Das Pfeifen des Wasserkessels zerschneidet den halblaut gesprochenen Monolog des Mannes wie ein Sägeblatt, und gleichzeitig die Rede des Nachrichtensprechers aus dem Fernsehgerät im Hintergrund.

Ringelnatz erhebt sich schwerfällig aus den Tiefen des alten Sofas. Seine Füße tasten suchend nach den ausgetretenen Pantoffeln, die Agnes immer so gehaßt hat. Es sind zwar nicht mehr dieselben wie damals, aber er hat sich wieder ähnliche gekauft, als die alten nicht mehr zu gebrauchen waren. Das ist ein Jahr nach ihrem Auszug gewesen.

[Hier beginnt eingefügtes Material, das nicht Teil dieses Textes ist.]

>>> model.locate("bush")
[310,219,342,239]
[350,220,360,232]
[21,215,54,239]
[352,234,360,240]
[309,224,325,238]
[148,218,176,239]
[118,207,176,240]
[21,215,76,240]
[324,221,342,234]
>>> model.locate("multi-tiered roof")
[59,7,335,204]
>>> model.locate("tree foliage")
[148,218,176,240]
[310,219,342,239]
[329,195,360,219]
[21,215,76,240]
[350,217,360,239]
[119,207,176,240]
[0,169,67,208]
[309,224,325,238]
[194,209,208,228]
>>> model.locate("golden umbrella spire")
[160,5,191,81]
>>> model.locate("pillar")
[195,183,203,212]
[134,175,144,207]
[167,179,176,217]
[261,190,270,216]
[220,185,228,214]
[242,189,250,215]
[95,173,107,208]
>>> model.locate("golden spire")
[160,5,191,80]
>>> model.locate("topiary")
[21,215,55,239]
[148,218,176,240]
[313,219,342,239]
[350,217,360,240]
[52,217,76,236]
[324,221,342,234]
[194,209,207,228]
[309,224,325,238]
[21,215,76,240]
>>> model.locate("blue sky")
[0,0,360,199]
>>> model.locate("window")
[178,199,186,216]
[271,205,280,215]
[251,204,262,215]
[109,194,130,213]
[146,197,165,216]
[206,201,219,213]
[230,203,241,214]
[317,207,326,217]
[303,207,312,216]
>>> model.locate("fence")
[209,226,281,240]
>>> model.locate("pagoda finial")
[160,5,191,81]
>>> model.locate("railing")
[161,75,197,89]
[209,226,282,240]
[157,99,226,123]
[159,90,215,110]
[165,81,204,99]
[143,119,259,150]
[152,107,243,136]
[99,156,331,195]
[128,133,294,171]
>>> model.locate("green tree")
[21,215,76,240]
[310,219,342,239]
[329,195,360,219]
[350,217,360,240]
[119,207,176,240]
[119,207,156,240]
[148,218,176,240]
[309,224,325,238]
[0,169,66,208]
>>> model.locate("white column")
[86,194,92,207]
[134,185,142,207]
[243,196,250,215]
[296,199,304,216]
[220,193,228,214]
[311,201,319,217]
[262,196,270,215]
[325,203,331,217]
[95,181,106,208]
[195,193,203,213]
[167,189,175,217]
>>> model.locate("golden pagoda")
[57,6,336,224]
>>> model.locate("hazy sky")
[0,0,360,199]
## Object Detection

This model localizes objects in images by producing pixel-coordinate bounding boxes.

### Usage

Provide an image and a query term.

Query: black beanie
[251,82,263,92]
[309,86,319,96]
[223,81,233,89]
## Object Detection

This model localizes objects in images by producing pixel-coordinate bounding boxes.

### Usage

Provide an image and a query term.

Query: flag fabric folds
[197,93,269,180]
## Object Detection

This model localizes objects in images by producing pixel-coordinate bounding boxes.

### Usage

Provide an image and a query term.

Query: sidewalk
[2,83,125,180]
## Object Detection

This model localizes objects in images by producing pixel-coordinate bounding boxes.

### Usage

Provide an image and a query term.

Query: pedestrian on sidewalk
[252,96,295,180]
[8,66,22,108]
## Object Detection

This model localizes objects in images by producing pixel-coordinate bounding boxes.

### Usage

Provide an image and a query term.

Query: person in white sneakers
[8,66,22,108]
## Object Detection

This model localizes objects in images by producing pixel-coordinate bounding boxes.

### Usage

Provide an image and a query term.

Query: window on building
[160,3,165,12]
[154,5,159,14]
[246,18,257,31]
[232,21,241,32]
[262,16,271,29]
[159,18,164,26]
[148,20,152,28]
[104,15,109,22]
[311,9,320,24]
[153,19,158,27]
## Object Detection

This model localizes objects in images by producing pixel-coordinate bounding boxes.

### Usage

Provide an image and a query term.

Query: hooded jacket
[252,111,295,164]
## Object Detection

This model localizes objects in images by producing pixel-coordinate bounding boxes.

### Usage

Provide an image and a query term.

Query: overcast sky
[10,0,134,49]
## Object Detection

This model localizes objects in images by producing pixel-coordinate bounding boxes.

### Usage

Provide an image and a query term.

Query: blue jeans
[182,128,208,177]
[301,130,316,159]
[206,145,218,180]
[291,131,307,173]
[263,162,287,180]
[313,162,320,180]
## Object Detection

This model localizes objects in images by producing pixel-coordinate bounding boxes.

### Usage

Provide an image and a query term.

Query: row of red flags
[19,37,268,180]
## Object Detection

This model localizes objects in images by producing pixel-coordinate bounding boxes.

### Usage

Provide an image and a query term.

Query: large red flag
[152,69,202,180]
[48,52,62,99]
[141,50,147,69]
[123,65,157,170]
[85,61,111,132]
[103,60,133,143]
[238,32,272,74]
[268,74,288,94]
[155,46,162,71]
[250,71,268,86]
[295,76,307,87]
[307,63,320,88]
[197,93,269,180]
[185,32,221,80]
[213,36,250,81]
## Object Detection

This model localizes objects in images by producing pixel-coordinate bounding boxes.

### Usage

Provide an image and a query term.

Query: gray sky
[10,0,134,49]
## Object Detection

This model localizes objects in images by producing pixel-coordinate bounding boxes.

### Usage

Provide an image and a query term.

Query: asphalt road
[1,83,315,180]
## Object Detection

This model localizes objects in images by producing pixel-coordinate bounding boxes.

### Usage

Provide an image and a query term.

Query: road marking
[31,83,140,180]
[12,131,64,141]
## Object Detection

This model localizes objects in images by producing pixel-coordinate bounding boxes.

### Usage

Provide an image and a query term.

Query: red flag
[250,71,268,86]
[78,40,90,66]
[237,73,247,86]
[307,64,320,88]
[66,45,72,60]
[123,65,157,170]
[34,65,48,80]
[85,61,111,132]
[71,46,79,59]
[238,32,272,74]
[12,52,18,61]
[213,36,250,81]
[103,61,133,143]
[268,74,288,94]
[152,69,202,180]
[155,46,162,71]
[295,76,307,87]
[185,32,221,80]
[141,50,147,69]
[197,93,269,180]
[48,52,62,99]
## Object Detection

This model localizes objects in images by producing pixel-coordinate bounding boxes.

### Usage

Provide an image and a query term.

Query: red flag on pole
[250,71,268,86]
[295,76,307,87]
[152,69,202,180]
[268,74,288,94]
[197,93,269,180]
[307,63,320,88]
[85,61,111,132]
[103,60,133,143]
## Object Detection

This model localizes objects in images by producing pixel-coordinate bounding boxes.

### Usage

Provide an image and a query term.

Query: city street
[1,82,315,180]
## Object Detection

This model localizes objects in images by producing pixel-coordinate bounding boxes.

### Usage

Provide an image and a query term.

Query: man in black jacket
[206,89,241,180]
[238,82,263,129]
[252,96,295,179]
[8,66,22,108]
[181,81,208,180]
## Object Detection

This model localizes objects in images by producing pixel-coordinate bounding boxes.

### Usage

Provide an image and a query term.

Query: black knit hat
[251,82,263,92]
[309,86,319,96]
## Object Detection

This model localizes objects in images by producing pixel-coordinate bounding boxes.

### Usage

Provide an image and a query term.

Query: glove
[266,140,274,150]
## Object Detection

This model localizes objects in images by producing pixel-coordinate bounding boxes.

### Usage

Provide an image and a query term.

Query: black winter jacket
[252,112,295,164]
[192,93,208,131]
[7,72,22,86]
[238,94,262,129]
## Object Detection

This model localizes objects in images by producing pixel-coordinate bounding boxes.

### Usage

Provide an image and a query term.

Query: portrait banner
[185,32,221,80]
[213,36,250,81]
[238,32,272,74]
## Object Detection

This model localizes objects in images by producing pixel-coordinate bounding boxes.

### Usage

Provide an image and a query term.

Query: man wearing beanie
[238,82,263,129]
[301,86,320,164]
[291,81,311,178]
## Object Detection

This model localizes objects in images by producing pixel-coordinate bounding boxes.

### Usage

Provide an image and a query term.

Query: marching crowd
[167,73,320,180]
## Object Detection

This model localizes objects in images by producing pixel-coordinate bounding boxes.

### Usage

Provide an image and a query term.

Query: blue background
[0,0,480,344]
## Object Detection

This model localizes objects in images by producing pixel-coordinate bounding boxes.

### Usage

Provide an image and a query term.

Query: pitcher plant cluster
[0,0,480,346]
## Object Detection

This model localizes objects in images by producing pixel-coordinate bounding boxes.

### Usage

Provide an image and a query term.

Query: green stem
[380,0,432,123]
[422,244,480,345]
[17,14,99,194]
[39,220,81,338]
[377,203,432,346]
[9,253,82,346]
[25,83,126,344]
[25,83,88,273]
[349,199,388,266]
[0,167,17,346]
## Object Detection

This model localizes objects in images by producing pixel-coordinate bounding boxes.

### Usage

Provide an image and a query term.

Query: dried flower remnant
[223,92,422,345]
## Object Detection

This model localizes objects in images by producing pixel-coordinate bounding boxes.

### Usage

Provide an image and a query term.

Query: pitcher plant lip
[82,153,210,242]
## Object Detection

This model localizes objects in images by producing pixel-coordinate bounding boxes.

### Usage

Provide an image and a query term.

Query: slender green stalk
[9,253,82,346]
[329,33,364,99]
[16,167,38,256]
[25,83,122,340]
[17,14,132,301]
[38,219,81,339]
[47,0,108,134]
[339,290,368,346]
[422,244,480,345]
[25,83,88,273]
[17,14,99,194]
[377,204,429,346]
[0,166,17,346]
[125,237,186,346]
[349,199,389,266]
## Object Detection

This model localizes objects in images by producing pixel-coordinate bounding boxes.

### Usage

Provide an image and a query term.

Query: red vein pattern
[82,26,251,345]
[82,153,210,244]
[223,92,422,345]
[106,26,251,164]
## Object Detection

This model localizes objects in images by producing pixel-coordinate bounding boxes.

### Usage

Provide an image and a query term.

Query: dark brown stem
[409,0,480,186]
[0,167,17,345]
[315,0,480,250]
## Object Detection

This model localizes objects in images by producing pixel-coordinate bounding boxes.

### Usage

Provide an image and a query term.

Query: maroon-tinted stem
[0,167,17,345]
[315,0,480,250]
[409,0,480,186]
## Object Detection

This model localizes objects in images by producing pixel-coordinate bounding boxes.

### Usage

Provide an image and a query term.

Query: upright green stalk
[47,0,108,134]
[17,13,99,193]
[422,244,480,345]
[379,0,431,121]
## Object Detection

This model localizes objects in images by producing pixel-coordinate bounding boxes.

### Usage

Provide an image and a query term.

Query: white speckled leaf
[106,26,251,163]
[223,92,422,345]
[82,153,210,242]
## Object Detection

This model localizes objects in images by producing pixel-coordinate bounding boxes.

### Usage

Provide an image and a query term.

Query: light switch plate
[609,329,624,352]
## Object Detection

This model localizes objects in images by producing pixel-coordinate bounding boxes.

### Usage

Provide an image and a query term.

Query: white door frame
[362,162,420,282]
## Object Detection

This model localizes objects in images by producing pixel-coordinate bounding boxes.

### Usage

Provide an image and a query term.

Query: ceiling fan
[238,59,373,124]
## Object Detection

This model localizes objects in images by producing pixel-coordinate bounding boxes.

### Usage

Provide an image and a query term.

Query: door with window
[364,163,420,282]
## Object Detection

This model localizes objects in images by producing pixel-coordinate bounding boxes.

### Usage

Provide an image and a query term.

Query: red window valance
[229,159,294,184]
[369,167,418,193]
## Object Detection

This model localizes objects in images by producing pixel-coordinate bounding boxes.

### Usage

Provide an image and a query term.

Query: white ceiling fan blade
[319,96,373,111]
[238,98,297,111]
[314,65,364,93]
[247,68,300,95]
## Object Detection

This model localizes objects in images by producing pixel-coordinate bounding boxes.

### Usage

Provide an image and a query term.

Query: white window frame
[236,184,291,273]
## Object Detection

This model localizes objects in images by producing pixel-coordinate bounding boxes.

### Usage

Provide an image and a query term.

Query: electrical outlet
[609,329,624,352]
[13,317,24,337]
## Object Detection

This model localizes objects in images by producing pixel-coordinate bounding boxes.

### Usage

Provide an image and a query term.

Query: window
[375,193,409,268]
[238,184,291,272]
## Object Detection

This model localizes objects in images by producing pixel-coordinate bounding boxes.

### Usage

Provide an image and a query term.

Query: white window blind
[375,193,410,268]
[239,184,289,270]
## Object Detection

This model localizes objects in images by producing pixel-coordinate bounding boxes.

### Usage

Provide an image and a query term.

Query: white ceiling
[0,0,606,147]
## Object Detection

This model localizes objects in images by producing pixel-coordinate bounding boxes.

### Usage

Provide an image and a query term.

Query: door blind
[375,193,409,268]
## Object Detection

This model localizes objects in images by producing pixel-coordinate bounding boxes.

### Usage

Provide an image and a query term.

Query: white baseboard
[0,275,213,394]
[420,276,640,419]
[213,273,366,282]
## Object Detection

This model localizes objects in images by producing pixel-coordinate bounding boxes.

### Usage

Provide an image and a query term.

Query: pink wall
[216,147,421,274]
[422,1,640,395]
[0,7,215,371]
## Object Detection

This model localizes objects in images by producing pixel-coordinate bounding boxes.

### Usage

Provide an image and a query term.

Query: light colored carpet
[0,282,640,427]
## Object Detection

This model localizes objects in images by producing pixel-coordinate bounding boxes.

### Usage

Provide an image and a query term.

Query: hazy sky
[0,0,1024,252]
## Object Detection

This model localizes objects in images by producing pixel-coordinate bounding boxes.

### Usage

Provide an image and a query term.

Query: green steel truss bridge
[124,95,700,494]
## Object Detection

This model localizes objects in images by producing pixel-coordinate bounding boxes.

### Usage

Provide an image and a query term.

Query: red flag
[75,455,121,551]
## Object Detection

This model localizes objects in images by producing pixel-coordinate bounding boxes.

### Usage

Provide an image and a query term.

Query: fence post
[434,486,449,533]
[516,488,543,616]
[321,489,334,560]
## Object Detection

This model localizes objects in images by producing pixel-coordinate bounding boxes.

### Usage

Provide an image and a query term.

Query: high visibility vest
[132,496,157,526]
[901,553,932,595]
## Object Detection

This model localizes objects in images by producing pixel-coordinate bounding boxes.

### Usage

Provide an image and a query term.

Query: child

Fast acht Jahre ist es her. Seine Frau hat ihn von einem Tag auf den anderen verlassen, ohne Vorwarnung. Sie haben sich über die Jahre auseinandergelebt, das stimmte, und sein Beruf ist ihm immer wichtiger gewesen als sie, das stimmte auch. Trotzdem hat ihn die Trennung schwerer getroffen, als er geglaubt hat. Nicht sofort, in der ersten Zeit war er überwiegend mit der Pflege seiner gekränkten Eitelkeit und dem daraus entstandenen Zorn auf Agnes beschäftigt. Aber dann, nach ein paar Wochen, da trat das Selbstmitleid zurück und er begann, die Einsamkeit zu spüren.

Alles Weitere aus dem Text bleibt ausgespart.